Dovrebbe esserci una proporzione tra eventuale colpa e sanzione, un principio tanto semplice quanto distorto dalla FA: intendiamoci, 12 giornate sono un’abnormità, una stagione rovinata, pura furia ideologica. E per intenderci ancor meglio teniamo conto del fatto che, sempre in Premier League, Paolo Di Canio fu squalificato per 11 giornate per la celeberrima spinta all’arbitro (con annessa e grottesca caduta della giacchetta nera) mentre Roy Keane se la cavò con 4 giornate di stop dopo aver polverizzato, per vendetta, il ginocchio del padre di Haaland (dopo il processo, per un’entrata criminale che si fatica anche solo a rivedere, le giornate salirono complessivamente a 9). Altri tempi? Vero, ma allora qui guardiamo con profondo sospetto ai tempi che corrono. Per due ragioni, la prima di sostanza, spiccia e per chi non la condivide semplicistica: le scuse, sincere – «Ti amo» – bastano e avanzano. La seconda, forse tendenziosa: se fosse stato Sonny a dire che noi caucasici sembriamo tutti uguali al più avrebbe strappato una risata. Nemmeno il bisogno di una pacca sulla spalla per archiviare il tutto, come è giusto che sia.

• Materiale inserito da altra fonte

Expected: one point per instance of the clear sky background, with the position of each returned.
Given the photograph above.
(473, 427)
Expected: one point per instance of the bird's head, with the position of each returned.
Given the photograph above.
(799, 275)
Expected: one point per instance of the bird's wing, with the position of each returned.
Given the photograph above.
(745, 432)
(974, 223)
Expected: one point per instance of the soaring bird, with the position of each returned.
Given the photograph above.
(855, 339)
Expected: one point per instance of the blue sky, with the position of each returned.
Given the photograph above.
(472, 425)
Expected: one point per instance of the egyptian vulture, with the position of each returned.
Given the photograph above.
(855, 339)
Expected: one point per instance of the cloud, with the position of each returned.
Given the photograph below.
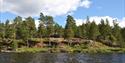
(122, 22)
(48, 7)
(85, 3)
(97, 20)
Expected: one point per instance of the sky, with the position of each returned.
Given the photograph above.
(59, 9)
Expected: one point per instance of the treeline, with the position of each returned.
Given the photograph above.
(25, 29)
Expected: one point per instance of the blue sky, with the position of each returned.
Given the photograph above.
(112, 8)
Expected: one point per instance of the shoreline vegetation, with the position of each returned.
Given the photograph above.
(22, 35)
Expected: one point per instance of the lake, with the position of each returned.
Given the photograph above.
(61, 58)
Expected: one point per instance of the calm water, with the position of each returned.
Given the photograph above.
(60, 58)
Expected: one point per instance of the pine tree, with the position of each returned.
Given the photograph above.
(2, 30)
(83, 31)
(70, 28)
(87, 27)
(42, 26)
(105, 29)
(31, 26)
(117, 33)
(94, 31)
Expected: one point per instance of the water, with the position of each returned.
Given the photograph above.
(60, 58)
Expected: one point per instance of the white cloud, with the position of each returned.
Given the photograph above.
(86, 3)
(48, 7)
(122, 22)
(97, 19)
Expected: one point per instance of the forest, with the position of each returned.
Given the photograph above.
(23, 31)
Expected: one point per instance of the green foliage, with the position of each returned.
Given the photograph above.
(94, 31)
(70, 27)
(26, 29)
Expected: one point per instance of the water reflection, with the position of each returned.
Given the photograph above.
(60, 58)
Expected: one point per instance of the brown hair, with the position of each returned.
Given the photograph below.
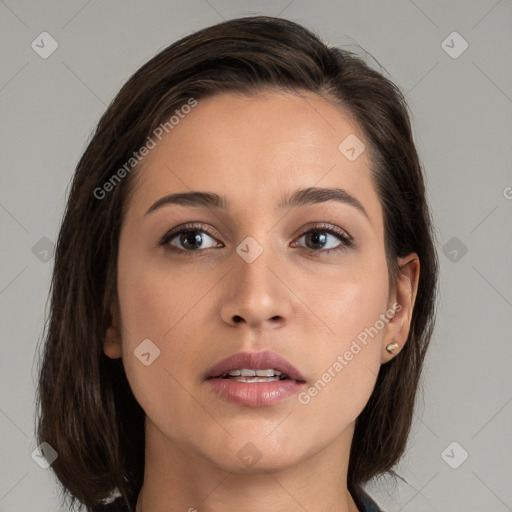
(87, 411)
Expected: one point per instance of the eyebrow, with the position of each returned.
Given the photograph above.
(301, 197)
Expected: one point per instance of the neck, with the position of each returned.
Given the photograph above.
(179, 480)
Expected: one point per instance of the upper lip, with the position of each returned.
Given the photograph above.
(256, 361)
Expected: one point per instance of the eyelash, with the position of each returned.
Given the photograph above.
(346, 240)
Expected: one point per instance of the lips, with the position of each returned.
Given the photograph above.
(256, 361)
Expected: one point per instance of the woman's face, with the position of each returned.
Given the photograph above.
(252, 279)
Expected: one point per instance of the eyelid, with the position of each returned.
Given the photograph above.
(346, 240)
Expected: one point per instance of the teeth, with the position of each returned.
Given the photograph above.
(254, 373)
(256, 379)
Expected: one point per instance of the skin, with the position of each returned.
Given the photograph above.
(294, 299)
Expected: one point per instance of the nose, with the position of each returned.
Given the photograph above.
(257, 293)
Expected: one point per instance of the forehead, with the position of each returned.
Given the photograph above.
(255, 149)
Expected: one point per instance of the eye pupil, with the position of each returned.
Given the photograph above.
(191, 238)
(317, 237)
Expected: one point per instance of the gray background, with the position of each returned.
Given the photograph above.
(463, 128)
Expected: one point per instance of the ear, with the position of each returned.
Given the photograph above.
(402, 302)
(112, 341)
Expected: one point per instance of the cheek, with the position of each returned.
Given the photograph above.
(347, 358)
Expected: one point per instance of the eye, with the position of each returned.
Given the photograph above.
(188, 238)
(319, 235)
(192, 238)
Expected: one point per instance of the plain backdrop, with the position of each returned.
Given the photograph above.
(453, 62)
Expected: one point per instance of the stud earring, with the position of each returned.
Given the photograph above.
(392, 347)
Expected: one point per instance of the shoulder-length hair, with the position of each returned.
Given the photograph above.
(86, 409)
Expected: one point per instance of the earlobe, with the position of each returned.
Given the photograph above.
(398, 327)
(112, 341)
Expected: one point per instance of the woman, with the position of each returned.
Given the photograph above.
(244, 283)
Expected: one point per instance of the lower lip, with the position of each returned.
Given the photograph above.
(257, 394)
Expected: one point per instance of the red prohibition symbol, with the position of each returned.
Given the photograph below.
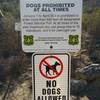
(48, 70)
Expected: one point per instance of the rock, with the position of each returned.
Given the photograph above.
(88, 73)
(77, 86)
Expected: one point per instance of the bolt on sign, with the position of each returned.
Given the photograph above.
(51, 76)
(51, 24)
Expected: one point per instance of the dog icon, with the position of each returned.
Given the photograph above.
(53, 66)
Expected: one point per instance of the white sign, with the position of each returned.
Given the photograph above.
(17, 26)
(51, 76)
(51, 24)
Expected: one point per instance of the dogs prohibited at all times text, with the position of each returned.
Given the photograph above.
(50, 76)
(51, 71)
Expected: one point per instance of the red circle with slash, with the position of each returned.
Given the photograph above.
(49, 66)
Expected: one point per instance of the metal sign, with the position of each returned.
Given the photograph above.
(47, 24)
(51, 24)
(51, 76)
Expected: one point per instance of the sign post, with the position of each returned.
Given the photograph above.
(47, 24)
(51, 76)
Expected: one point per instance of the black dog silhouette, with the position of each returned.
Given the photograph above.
(53, 66)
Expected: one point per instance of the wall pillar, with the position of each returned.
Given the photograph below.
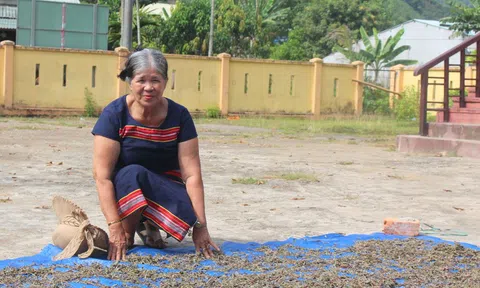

Il punto è che noi, qui, oggi, siamo chiamati a scontare un senso di colpa collettivo. Anche quando non lo condividiamo e anche quando non ci sono le ragioni per sentirsi in difetto. Una sorta di rito di purificazione comunitario. E chi prova a sottrarsene, ad argomentare, in soldoni è il male, è un razzista. Peccato che così il concetto di razzismo, un’infamia, finisca con l’essere banalizzato, annacquato, confuso con una frase fatta – «sembrano tutti uguali» - che ferisce solo in virtù di quell’inarrestabile processo di purificazione. Già, il razzismo che c’entra? Ma d’altronde «i politici pensano solo alla poltrona», «le donne maturano prima degli uomini», «ormai il calcio è solo business» e «in Italia son tutti furbi». Ecco: qualcuno si è offeso?